When designing integrated circuits including combinatorial and sequential gates and circuit elements, tools are used to check the integrity of the final design before proceeding to mass-production. The tools are computer programs which require as input a mathematical model of the integrated circuit design and a specification of desired design criteria. Thus, for example, a Flip-Flop circuit element may generate an acknowledge signal (ACK) responsive to a request signal (REQ) and the design specification may require that the REQ signal produces the ACK signal within three clock cycles.
From knowledge of the design specification and the mathematical model of the integrated circuit, the computer determines whether the model meets the specified design criteria. Such a program solves a state machine having a large number of variables dependent, of course, on the model complexity. Thus, the more gates and memory elements in the integrated circuit, the more complex is the model and the greater the number of variables in the state machine to be solved. In practice, the more complex the design the greater is the size of memory which the computer requires to solve the state machine; and the longer the calculation time. There exists, therefore, a need to reduce the model complexity without compromising on the integrity of the model checking.
Prior art techniques relate principally to manual and/or trivial reduction of the number of state variables by eliminating obviously redundant circuit elements. For example, FIG. 1 shows part of a logic circuit depicted generally as 10 comprising an AND-gate 11 whose output is fed to the REQ input of a Flip-Flop 12 having an ACK output 13 and a CLK input 14. A first input 15 of the AND-gate 11 is driven by the output of a sub-circuit designated 16 which may itself include a large number of logic elements. A second input 17 of the AND-gate 11 is tied to logic "0".
In such an arrangement, the output of the AND-gate 11 will always be logic "0" regardless of any changes that occur in the logic state of the first input 15 of the AND-gate 11 consequent to operation of the sub-circuit 16. In this trivial example, the AND-gate 11 as well as the Flip-Flop 12 may be replaced by a line of constant logic level "0" thereby reducing the number of state space variables in the mathematical model representative of the logic circuit 10.

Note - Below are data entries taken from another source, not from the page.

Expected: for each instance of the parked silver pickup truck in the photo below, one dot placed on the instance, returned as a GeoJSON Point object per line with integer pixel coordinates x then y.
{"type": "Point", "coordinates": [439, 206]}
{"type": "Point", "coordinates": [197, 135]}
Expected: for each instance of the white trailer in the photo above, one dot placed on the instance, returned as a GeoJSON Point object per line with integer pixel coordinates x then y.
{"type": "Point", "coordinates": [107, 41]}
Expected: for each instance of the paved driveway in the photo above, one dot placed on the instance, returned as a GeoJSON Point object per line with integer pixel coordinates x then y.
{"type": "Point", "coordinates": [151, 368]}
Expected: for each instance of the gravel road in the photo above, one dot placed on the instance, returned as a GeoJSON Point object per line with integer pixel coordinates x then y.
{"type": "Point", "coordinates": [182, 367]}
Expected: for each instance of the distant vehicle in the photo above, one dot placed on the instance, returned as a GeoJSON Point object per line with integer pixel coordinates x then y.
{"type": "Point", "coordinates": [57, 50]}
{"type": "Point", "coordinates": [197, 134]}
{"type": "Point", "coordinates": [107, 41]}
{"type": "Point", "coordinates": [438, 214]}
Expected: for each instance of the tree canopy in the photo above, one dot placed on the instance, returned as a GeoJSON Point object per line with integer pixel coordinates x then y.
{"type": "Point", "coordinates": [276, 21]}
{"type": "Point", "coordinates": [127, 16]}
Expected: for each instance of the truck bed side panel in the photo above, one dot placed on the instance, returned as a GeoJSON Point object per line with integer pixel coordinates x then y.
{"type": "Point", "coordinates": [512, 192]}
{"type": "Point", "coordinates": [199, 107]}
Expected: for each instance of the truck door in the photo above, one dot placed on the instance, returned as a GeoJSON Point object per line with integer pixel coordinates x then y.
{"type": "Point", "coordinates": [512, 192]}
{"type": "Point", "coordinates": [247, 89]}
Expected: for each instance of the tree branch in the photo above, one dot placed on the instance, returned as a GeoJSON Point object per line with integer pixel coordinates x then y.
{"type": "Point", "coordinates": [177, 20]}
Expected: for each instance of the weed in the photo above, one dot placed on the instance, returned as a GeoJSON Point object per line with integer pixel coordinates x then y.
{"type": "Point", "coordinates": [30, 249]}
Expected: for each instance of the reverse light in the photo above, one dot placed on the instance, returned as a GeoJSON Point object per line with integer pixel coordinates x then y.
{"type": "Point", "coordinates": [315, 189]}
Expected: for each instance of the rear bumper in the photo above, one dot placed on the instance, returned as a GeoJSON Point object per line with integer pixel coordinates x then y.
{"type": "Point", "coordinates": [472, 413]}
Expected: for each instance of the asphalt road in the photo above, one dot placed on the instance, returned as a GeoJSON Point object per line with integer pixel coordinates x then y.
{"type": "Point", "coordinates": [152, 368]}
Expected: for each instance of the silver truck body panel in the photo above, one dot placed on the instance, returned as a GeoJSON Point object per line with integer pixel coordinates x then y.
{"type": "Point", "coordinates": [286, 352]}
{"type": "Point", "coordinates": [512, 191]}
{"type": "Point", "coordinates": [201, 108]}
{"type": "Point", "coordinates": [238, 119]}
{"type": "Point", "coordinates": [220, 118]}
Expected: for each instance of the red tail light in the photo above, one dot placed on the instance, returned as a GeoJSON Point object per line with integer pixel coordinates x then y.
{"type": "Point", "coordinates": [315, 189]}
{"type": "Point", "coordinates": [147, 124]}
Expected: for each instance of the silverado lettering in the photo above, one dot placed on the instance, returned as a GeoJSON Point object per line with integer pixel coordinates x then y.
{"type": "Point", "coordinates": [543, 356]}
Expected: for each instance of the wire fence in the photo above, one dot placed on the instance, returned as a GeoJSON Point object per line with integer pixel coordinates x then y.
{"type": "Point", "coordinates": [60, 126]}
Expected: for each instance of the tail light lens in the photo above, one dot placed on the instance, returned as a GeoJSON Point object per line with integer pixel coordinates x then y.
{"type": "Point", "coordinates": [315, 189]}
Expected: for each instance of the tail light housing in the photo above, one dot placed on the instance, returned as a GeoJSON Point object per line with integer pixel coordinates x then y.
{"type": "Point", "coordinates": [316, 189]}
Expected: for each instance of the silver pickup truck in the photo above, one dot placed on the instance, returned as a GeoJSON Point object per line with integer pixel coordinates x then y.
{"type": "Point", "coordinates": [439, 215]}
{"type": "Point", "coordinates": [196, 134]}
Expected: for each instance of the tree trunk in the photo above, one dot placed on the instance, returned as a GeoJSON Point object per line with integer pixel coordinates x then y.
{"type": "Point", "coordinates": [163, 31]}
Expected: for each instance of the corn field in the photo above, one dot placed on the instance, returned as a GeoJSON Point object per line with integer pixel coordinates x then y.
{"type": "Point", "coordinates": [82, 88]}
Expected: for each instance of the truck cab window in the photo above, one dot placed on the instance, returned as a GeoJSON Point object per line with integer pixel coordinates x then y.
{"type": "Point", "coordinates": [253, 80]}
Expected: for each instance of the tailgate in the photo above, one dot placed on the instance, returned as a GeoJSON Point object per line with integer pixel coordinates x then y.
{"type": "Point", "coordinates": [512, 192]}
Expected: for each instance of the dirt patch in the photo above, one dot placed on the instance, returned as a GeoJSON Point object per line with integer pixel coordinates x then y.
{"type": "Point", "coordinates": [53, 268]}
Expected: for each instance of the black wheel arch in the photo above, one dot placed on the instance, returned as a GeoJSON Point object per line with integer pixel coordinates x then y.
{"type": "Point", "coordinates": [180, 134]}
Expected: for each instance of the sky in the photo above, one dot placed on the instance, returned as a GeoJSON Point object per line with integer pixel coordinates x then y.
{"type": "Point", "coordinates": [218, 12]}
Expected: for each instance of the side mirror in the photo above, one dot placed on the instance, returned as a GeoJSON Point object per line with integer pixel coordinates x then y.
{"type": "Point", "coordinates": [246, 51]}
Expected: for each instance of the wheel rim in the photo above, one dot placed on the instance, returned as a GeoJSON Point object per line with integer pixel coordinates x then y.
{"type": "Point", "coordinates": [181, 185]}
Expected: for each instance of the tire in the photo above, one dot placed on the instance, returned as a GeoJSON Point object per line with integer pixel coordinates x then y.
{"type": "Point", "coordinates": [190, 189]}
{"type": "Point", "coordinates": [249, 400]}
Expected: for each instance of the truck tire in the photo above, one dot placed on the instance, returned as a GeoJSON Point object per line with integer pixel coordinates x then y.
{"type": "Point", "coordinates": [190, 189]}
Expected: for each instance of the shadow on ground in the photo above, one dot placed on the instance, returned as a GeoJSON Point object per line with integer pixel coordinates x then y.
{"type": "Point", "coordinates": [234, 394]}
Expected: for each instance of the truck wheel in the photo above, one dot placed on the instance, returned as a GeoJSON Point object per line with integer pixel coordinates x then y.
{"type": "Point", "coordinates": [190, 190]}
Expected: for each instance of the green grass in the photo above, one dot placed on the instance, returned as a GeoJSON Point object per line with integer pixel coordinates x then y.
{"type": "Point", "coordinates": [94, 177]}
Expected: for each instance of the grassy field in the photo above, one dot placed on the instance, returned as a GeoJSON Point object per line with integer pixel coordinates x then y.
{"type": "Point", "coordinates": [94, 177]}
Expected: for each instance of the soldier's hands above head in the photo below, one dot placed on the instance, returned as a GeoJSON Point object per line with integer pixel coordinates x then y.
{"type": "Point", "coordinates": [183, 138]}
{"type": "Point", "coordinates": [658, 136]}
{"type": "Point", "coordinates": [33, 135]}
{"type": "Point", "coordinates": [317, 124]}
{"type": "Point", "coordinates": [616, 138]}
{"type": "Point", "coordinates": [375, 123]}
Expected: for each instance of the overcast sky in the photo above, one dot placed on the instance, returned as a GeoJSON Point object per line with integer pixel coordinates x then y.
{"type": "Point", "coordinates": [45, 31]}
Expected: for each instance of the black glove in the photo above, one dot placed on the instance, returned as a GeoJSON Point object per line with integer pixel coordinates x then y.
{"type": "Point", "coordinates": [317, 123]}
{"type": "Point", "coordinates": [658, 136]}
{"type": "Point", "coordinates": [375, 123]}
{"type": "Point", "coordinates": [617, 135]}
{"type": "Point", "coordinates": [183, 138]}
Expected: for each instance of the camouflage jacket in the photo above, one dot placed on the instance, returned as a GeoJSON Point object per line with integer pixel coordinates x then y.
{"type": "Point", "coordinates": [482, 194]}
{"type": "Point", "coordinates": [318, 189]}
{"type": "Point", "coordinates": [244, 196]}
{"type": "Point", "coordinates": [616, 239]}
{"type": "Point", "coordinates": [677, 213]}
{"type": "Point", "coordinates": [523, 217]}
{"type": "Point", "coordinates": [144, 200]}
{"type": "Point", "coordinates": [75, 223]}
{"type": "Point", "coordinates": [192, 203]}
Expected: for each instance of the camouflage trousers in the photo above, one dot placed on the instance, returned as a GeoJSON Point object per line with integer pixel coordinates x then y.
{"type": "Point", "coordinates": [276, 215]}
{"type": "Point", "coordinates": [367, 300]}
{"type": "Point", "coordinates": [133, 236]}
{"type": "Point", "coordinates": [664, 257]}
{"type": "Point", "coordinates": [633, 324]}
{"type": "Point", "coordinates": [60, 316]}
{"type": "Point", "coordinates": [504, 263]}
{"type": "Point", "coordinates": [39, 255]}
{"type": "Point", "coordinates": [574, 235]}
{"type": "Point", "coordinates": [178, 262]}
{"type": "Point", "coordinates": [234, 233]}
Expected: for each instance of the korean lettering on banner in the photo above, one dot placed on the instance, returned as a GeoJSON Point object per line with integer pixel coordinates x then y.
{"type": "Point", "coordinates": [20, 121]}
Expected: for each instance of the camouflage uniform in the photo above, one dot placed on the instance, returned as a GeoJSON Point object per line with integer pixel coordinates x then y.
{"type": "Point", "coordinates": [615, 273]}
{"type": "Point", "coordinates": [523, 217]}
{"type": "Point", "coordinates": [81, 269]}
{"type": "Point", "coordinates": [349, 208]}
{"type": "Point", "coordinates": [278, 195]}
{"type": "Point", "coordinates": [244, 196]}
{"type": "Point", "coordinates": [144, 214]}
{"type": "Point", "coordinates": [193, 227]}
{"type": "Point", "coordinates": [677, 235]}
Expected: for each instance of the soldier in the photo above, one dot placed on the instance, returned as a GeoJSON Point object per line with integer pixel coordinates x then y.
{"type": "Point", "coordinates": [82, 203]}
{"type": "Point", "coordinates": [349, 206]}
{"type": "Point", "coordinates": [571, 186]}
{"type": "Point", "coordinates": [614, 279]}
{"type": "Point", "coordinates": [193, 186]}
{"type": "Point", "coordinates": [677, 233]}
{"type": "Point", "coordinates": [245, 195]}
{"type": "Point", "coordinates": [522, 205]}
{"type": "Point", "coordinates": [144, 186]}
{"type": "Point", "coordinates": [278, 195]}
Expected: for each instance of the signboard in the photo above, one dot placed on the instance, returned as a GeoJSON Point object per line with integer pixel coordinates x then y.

Another example of useful reduction is the elimination of signals that are not in the so-called "cone of influence" of the circuit being verified. Thus, if only part of the circuit is being verified, then any other parts whose behavior does not alter the part under verification can be eliminated. Thus, in the example shown in FIG. 1, suppose that only that part of the logic circuit 10 which is connected to the ACK output 13 of the Flip-Flop 12 is being verified. In such case, not only can the AND-gate 11 and the Flip-Flop 12 be replaced by a line of constant logic level "0", but the sub-circuit 16 can be eliminated altogether. This follows since the sub-circuit 16 is not in the cone of logic being verified. This, of course, significantly reduces the complexity of the model being tested resulting in faster processing time and lower memory requirements.
However, it is not always convenient or possible to reduce the number of space state variables in such manner and even when manual reduction is feasible, it is only amenable to obvious or trivial reductions. Non-obvious reductions may still be possible and in this case conventional manual techniques do not succeed in optimal reduction. It would thus be desirable to offer a systematic approach to model reduction suitable for computer-implementation allowing non-obvious reductions to be achieved and thus achieving optimal reduction and maximum saving of computer resources.